Even though the company was operating since the lockdown, Basnet only registered the company on December 10, 2020.
Started with one course to be delivered by himself, Sikumna now offers more than 15 courses and has a team of seven staff, according to Basnet. In the company, the tutors design and develop courses in a multimedia format which the learners can buy anytime anywhere.
Need for awareness
But still, Basnet feels that many people have not been able to understand this idea, and it stands as the topmost challenge for his company. “Due to that, we are having hard times finding and enrolling tutors on our platform.”
Basket says his company offers potential tutors an opportunity to earn for a lifetime by investing their knowledge and time just once. But, many still do not understand this and liken it to the now-common online classes.
Basnet claims such courses developed by Sikumna tutors are unique and different from openly available resources. “Out of 100, only about 20 learners say we can find a similar course on YouTube. But, we have our defences for them also: we have set up the course for practical use with exercises and assignments.”
“On the private group of Sikumna on Facebook, learners can put forth any queries regarding their courses and the tutors will answer, which can rarely be the feature of any YouTube tutorial,” he claims.
For most startups, arranging funds is the most challenging part. However, Basnet says his story was different.
“I was completely broke at the time I started this company. But, I thought that I would make money from this and invest it again in the company. And, that is what I did and am doing till date.”
Basnet says he invested around Rs 700,000 on Facebook ads and Sikumna’s website, all by earning from the company itself.
According to Basnet, Sikumna markets its services majorly via paid Facebook advertisements. Besides, it also asks the enrolled tutors to share their experiences with Sikumna and with other tutors so that they can have an idea of what Sikumna is trying to do.
Within just six months of its establishment, this company has already sold over 2,500 units of different courses.
A Sikumna course costs between Rs 1,000 and Rs 1,500.
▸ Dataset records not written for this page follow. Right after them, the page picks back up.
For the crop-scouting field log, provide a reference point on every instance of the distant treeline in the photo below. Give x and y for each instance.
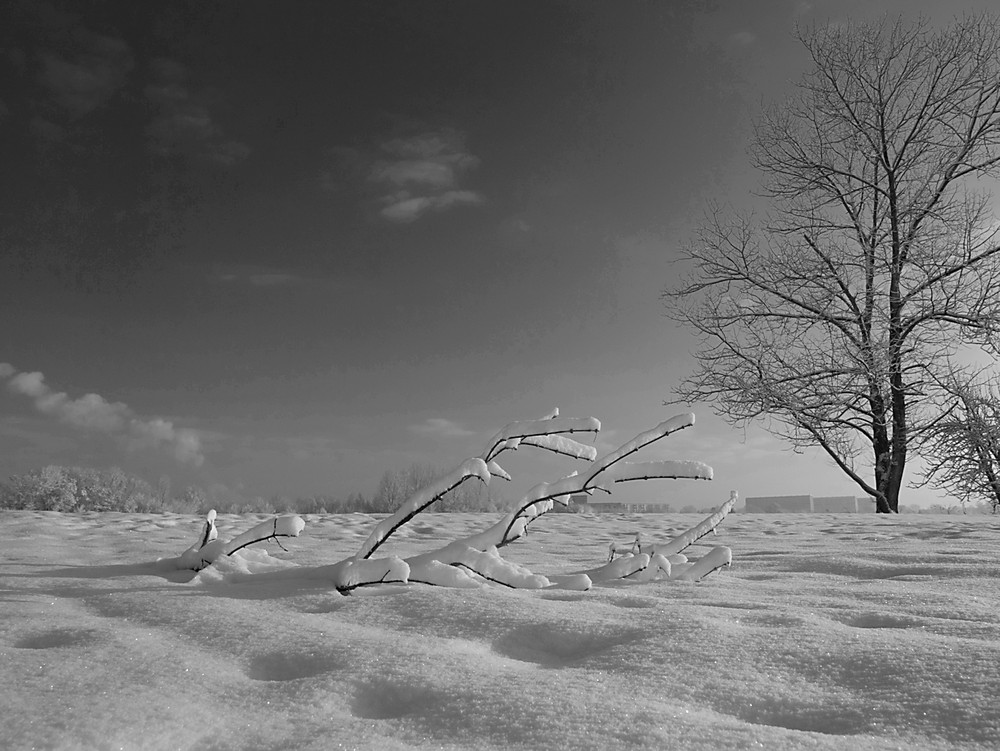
(69, 489)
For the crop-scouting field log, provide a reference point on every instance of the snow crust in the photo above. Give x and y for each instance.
(827, 632)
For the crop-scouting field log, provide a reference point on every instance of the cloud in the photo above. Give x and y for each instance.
(257, 276)
(86, 73)
(183, 124)
(404, 207)
(94, 413)
(442, 428)
(423, 173)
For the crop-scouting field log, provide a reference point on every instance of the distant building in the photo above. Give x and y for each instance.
(599, 505)
(799, 504)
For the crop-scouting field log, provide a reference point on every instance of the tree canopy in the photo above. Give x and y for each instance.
(834, 315)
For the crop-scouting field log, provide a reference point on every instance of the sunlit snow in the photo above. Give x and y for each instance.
(853, 631)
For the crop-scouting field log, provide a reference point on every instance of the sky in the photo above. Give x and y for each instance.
(281, 248)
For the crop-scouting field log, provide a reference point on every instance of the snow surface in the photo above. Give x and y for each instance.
(827, 632)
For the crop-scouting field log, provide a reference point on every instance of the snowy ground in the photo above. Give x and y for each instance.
(883, 630)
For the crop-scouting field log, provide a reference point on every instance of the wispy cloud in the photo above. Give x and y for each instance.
(93, 412)
(256, 276)
(423, 173)
(183, 123)
(442, 428)
(86, 73)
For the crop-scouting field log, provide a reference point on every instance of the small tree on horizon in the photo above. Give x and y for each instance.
(962, 454)
(834, 316)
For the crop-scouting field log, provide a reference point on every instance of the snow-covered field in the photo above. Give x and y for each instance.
(836, 632)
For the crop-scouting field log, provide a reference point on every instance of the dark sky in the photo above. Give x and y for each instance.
(283, 247)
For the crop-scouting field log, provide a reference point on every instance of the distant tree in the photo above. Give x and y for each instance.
(832, 317)
(962, 452)
(194, 499)
(397, 485)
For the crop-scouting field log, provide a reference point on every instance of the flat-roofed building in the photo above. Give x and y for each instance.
(835, 504)
(806, 504)
(779, 504)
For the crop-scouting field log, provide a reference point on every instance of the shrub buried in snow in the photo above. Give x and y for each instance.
(476, 560)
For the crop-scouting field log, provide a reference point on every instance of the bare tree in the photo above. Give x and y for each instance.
(962, 453)
(830, 316)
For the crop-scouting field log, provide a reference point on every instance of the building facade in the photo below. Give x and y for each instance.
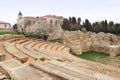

During the initial days, Sikumna received booming response and sales. Basnet states, “We used to sell about 20 units daily. However, it has reduced to about five courses per day (after the lifting of the lockdown).”
He feels, “This is probably because we used to have only one or two courses in the beginning and we used to put all our focus on marketing them. However, now, we have more courses and it is quite difficult to do the same now.”
Still, Basnet is hopeful to make this company a hub for learning all the practical skills and knowledge by enrolling more and more tutors in this platform.